The biggest honor came mid-free throw during a basketball game in Winona. Silence dominated the gym except for Tom’s voice and mine. Tom then picked up a wad of athletic tape nearby and hurled it in my face in an attempt to distract his broadcasting pupil. It stunned me, but I kept going. I looked over and smiled and saw that Tom was laughing pretty hard. I loved it. I didn’t have to idolize him anymore, he had just welcomed me as a broadcaster just like him. Mission accomplished.
I came home to Duluth, and finished college at the University of Wisconsin-Superior. Hansen had attended school there as well and is now a member of the Hall of Fame. It was great to continue following his career path, but we also became colleagues when I returned home. I joined the KBJR-TV staff as a production assistant in 1999, and worked with Tom on a daily basis. It was obvious to Tom that I wanted to be a big part of his department, and other supervisors of mine noticed as well.
Eventually, I was writing sports scripts, editing sports highlights, voicing sports stories and even got the chance to sit in that precious sports anchor chair about a dozen times to do live newscasts.
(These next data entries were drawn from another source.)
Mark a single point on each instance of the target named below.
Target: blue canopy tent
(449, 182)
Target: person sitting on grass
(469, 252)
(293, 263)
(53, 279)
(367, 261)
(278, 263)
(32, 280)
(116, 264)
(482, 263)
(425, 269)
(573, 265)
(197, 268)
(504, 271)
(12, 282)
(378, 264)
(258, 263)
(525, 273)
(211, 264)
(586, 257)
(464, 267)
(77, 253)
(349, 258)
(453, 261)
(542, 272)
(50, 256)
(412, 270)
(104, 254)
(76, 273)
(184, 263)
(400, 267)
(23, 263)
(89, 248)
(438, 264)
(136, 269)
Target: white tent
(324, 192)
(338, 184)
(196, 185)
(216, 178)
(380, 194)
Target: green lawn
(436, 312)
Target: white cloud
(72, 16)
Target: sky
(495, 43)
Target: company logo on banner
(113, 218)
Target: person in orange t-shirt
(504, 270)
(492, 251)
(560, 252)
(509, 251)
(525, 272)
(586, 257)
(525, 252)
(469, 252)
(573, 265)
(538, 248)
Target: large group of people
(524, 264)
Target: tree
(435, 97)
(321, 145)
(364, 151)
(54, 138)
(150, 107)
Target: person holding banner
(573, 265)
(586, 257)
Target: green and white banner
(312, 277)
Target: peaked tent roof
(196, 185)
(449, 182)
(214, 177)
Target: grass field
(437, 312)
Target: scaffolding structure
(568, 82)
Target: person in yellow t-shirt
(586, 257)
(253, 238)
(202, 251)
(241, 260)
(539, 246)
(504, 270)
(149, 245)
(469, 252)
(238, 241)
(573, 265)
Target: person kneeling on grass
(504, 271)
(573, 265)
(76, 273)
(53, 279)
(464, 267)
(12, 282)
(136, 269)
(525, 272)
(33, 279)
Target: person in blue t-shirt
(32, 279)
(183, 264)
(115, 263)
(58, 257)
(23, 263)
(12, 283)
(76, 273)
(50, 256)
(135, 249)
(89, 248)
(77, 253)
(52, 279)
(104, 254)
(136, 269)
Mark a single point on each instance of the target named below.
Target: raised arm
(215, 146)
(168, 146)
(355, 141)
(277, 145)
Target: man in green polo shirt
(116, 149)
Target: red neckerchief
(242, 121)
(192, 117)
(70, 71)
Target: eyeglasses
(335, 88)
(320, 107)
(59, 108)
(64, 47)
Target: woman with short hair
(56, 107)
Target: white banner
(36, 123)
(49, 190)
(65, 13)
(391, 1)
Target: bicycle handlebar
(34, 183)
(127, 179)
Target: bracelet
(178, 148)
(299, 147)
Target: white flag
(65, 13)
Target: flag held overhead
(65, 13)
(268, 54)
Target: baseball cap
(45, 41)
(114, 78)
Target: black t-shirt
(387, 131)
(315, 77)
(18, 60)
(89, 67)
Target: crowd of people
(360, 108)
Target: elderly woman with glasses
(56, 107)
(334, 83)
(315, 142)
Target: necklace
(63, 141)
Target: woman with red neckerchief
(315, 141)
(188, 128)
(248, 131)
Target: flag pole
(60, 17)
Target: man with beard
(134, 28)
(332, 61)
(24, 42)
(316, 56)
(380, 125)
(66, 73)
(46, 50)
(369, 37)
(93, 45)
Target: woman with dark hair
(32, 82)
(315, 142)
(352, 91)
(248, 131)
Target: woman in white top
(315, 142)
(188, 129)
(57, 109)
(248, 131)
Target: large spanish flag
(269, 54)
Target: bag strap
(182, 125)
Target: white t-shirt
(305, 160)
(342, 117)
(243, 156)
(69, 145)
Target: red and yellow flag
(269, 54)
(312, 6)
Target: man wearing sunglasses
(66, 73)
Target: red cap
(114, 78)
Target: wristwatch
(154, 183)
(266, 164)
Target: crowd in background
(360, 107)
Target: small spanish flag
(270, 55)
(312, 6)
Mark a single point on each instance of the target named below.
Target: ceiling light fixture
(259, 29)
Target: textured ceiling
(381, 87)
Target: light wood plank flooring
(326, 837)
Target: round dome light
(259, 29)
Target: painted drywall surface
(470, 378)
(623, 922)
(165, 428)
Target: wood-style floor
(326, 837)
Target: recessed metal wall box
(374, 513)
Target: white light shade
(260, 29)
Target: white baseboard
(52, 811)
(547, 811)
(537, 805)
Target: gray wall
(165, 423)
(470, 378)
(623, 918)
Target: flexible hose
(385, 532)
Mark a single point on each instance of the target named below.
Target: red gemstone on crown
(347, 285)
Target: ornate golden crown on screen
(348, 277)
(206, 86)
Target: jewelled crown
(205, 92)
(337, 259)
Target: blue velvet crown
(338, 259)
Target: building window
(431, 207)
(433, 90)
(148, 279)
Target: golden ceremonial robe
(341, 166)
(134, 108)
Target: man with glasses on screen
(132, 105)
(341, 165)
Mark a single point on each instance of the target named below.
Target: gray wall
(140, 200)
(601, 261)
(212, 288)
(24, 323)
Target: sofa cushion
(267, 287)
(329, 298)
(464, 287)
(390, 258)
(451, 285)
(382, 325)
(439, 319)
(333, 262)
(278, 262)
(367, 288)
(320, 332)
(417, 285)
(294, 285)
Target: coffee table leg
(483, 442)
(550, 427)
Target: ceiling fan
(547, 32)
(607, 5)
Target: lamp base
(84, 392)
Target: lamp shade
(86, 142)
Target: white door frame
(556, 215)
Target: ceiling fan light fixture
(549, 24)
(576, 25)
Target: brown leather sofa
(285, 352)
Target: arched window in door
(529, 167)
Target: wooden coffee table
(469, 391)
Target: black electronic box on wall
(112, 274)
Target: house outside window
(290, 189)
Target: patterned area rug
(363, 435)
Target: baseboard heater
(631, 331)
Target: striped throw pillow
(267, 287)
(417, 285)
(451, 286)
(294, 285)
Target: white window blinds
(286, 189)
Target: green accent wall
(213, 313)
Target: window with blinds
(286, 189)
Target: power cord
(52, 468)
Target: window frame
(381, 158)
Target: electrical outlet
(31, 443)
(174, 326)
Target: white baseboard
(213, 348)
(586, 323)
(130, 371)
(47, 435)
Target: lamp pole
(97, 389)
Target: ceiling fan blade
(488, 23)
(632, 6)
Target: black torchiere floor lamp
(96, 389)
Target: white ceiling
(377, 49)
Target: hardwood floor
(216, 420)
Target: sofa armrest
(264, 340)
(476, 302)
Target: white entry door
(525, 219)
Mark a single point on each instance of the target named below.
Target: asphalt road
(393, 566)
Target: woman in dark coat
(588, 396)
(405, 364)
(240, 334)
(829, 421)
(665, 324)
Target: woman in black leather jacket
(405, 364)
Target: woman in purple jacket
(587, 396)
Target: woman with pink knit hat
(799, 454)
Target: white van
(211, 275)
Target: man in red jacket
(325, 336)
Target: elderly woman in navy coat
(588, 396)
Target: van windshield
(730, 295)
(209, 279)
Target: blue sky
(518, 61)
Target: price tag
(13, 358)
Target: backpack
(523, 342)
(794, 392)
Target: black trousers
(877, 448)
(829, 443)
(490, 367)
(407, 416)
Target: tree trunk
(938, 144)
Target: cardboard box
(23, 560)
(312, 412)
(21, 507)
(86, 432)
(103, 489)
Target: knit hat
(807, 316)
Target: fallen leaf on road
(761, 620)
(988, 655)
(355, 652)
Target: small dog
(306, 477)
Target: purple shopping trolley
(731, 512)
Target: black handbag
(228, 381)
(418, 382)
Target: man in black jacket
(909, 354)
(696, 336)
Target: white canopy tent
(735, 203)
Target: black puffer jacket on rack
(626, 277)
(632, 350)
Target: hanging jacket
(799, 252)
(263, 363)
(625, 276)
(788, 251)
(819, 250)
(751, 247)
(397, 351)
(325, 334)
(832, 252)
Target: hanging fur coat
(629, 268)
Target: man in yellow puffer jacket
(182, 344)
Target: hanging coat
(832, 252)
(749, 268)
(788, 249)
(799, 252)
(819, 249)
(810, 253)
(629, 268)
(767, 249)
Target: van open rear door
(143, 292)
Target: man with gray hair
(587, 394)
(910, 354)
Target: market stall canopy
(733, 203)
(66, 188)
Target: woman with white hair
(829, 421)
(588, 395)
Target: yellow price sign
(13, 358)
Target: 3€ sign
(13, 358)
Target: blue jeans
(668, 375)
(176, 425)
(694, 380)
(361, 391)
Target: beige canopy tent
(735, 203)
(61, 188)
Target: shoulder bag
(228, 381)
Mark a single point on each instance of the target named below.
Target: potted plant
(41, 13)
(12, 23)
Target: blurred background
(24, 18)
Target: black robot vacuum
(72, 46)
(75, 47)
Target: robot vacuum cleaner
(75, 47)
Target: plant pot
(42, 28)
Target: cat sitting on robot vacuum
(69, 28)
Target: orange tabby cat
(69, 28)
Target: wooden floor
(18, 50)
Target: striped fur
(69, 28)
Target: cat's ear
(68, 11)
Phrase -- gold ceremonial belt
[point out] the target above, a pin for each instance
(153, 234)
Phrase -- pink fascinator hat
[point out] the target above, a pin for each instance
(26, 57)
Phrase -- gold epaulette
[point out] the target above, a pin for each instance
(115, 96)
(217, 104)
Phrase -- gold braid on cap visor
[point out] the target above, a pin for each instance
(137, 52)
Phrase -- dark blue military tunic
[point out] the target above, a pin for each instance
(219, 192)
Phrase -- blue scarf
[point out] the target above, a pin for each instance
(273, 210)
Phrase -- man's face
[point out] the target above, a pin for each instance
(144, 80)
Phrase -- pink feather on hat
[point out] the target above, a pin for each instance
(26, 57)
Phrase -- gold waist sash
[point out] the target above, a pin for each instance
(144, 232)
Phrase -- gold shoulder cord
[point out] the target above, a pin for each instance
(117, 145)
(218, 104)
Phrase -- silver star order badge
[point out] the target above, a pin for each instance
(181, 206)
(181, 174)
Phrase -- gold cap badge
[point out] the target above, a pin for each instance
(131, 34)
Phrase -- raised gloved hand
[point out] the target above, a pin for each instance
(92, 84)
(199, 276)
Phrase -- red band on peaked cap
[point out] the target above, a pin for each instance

Each day, I would give Tom every bit of breaking sports news he could possibly want — and even information he didn’t. I remember being reminded that “this was Duluth, Minnesota — not ESPN.” Tom passed on so many valuable lessons on how to be more involved with local sports and how to appeal to local audiences. Nobody did it better.
However, the most valuable lesson Tom taught me was the importance of family. It was sometimes painful to watch his tireless work ethic, but know deep down how disappointed he was to have such limited time with his wife and daughters. Tom loved his jobs and loved the world of sports, but never lost sight of what was truly important in life. He’s the ultimate family man, but the demands of his position were robbing him of displaying that quality to the fullest. This was a major reason why I left my position at KBJR-TV in 2006. Meeting those demands was one more thing Tom could do that I couldn’t.
However, I prefer to focus on the things Tom could do that I was also able to do. Our histories are eerily similar. Attend Winona State? Check. Attend UWS? Check. Work at KBJR, UPN, FOX, MY9, CBS3, NNC? Check. (Various mergers allowed us to be many channels over the years) Play-by-play for UMD basketball? Check. Play-by-play for the Duluth-Superior Dukes? Check. I’m sure there are many more similar traits, but I hope I can eventually be for someone, what he has definitely been for me: friend, mentor, colleague, role model.
Yes Tom, as you prepare to leave your television sportscasting position, you are a bigger role model to me now than you ever were in sports. You are doing the best thing for your family and for yourself. You’ll be off the air just a handful of days before your next birthday. Celebrate well, you deserve it.
Oh yeah, even our birthdays are just a day apart. Several years and a day. Then again age is just a number and a matter of perspective.